Along the way there was close contact with other specialist fabricators who like us, supplied conveying equipment to a “system integrator” whose job was to tie the project together, so we had to co-ordinate our activities and formed good relationships with them all.

Anyway, there was this major expansion at a capital city airport where one of the companies I knew very well was installing a baggage conveyor system. This company had their own permanent site crew who did nothing but installations and travelled all over Australia and even did work internationally. But then the Union demanded before installation could start, they had to employ these two particular fellows (outsiders), and there was no choice but to. The Union also dictated that one would be the Shop Steward, and the other the Health and Safety Rep.

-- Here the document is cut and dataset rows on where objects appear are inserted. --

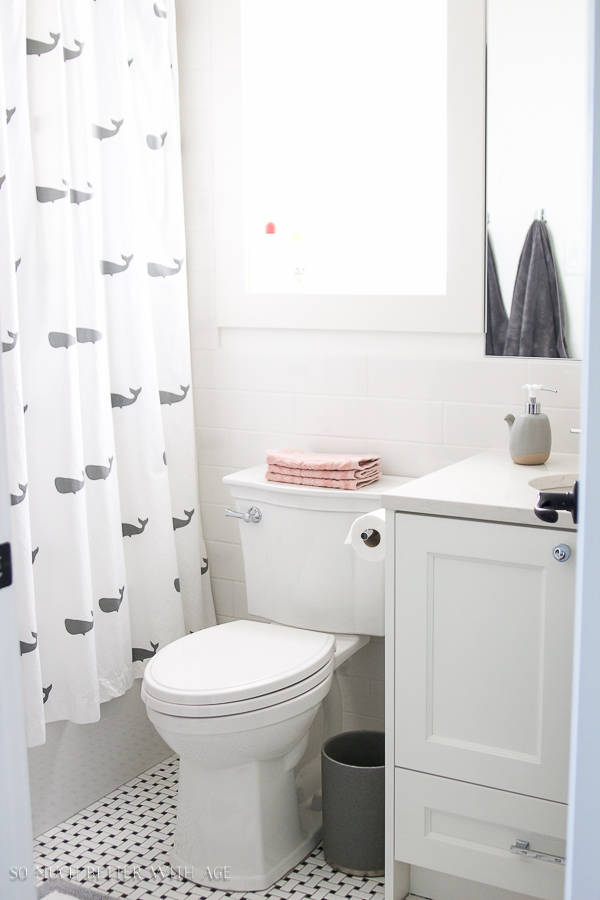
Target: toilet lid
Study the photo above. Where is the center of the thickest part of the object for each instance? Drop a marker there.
(235, 661)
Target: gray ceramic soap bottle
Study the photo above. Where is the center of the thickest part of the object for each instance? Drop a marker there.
(530, 435)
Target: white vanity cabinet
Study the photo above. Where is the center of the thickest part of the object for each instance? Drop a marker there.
(484, 617)
(482, 621)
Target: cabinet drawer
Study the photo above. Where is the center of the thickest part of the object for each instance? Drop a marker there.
(467, 830)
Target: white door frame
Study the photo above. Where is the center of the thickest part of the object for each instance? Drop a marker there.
(17, 875)
(583, 840)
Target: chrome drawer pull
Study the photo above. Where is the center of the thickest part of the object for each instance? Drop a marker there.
(522, 848)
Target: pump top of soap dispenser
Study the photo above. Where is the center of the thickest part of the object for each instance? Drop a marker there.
(532, 407)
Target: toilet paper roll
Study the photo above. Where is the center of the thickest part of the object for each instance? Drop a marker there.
(367, 536)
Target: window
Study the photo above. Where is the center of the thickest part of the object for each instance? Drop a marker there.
(349, 163)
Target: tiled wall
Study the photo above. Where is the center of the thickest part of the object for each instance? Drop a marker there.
(420, 401)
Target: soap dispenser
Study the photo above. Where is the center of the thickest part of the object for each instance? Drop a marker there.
(530, 435)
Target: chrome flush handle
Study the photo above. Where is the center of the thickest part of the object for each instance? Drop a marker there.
(253, 515)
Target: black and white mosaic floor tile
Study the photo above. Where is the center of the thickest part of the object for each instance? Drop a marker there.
(119, 846)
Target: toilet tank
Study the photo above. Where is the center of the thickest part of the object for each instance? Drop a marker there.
(298, 569)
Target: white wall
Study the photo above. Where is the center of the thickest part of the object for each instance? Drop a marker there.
(537, 139)
(421, 401)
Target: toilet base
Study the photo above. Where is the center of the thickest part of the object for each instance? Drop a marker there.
(220, 879)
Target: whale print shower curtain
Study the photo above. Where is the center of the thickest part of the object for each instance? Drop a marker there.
(108, 556)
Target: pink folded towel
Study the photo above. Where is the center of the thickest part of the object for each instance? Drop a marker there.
(347, 484)
(338, 474)
(305, 459)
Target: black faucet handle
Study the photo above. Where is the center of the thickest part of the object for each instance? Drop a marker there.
(548, 504)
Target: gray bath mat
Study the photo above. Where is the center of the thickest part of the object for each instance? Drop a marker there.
(70, 889)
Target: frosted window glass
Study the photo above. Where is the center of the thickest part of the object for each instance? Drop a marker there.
(345, 147)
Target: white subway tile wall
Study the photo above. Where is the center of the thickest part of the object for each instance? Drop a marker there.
(419, 401)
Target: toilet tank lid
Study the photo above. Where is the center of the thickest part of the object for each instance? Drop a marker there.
(254, 478)
(235, 661)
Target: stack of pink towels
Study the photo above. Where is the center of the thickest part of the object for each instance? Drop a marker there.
(346, 471)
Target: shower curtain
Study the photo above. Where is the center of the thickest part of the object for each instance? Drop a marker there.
(108, 555)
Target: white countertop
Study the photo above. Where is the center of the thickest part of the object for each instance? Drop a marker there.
(487, 486)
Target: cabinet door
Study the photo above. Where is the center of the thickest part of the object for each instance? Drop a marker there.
(484, 622)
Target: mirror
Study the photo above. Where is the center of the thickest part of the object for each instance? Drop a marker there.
(537, 141)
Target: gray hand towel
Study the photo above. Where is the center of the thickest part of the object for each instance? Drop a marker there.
(536, 326)
(496, 318)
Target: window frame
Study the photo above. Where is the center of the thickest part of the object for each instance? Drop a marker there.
(461, 308)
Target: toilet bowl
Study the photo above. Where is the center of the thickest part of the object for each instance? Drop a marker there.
(237, 701)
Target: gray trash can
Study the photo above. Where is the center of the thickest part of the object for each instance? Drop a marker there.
(353, 772)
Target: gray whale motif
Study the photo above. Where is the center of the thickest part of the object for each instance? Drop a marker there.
(121, 401)
(60, 339)
(156, 141)
(96, 473)
(102, 133)
(139, 654)
(81, 196)
(129, 530)
(111, 604)
(88, 335)
(36, 48)
(181, 523)
(69, 485)
(49, 195)
(73, 54)
(14, 499)
(166, 397)
(157, 270)
(109, 268)
(13, 335)
(78, 626)
(28, 648)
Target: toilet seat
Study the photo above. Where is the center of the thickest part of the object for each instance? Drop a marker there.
(235, 668)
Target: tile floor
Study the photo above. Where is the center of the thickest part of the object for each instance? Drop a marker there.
(112, 846)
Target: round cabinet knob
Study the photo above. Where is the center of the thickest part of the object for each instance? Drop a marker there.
(561, 552)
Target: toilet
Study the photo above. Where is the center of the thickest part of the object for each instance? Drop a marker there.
(237, 701)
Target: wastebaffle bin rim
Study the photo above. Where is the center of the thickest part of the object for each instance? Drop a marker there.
(357, 733)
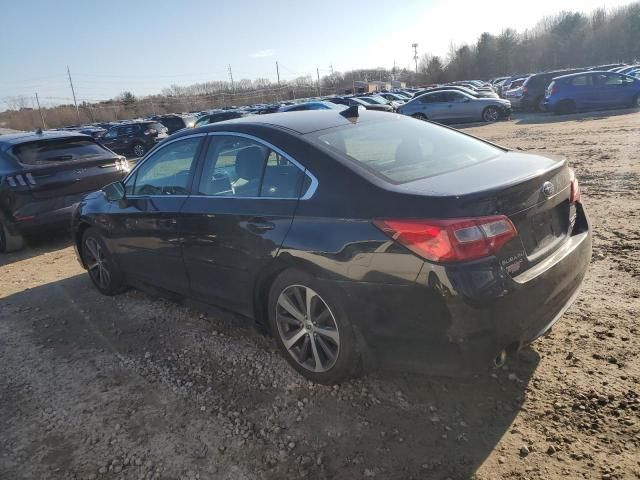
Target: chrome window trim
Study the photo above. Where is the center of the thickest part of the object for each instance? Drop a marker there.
(307, 195)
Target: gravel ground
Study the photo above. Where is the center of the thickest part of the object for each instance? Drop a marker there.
(135, 387)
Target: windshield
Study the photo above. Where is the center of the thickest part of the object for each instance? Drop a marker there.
(401, 149)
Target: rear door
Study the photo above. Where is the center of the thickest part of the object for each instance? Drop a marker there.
(144, 232)
(64, 168)
(236, 220)
(616, 90)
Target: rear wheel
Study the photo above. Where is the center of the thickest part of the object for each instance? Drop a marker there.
(103, 271)
(312, 329)
(138, 149)
(8, 241)
(490, 114)
(565, 107)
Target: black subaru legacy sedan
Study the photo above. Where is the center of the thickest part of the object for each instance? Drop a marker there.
(355, 237)
(42, 174)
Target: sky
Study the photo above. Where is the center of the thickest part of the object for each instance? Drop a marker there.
(143, 46)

The Union threats and coercion (to employ these fellows) came from various directions. Their delivery trucks would not be allowed on site and if they were, the forklifts or cranes would refuse to unload. There were threats to stop steel deliveries from suppliers to their manufacturing facility.

So this company is now committed with a Million or so of work in progress, and with a gun at their head, had simply no choice in the matter. The native crew who were union members anyway, were intimidated by the two Union heavies, and the outcome was entirely predictable. Components that would normally need a day to install took a week, and during the week the crew would spend most of the day in the crib room drinking coffee and debating some imaginary OHS issue. “But no worries mate, we can work on the weekend (at penalty rates of course) to help move the job along”.

So there was a very unsurprising outcome. A job that should have been completed in 4-5 months ended up taking about 2 years, and the company was bleeding to death. A successful family company that had survived for over 40 years, a leader in its field and one that had great respect from its employees and competitors was destroyed and bankrupted by the bloody mindedness of a Union and their deliberate planting of troublemakers.